The ‘true cost’ reveal of the Nature & More pineapple was really €2.85, Eosta managing director Volkert Engelsman explained. For this price the pineapple can be grown sustainably, benefiting people and planet, instead of conventionally, passing on the hidden costs of production to future generations.

The transition to an economy based on 'True Cost Accounting in Food Farming & Finance’ was further explored in a debate that followed, in which the queen actively participated.

In the debate, the UN Sustainable Development Goals and the pathway to a new inclusive profit definition were discussed at length.

"We are inevitably headed towards a new economy in which the hidden costs for people, the environment, and society – the so-called externalities – will be included in profit and loss accounts, as they should be," said Engelsman. "The challenge for science is to identify the actual costs, while it is up to the government to create a level playing field in the market that ensures polluters pay. The challenge for the business community is to free sustainability from the isolation of the staff departments and allow it to sink into the DNA of their profit and loss accounts."
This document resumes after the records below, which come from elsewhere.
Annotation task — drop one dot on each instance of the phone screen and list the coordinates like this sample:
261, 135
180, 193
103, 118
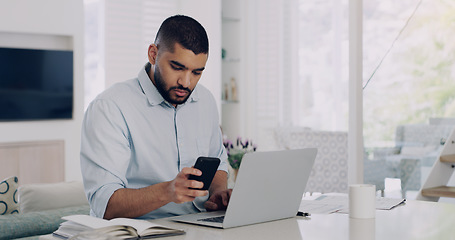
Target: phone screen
208, 167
The international financial world is currently fully engaged in calculating hidden costs as a part of risk analysis, according to Klaas Knot of the DNB.

Invested capital of €159bn will ‘evaporate’ when climate change measures such as a carbon tax are implemented, climate stress tests carried out at Dutch institutional investors revealed in October 2018. Thanks to this type of risk analysis, sustainability is becoming firmly rooted in the financial world.

Engelsman added: ‘We should not only look at the numbers, but also beyond them. Ultimately, there is a question of purpose and meaning behind the way we structure our economy. What do we define as profit? What do we aim for as humanity? Once you start asking these questions, it becomes obvious that a vital ecosystem, a healthy population, and a humane society should also be considered as “profit”. An inclusive profit. That is the essence of the new economy we are moving to."

In the debate, the 17 UN Sustainable Development Goals were used as a guideline for the design of the new economy.

"We need a common objective in order to join forces," he added. "The 17 SDGs are embraced by the entire global community, a unique fact and a great opportunity."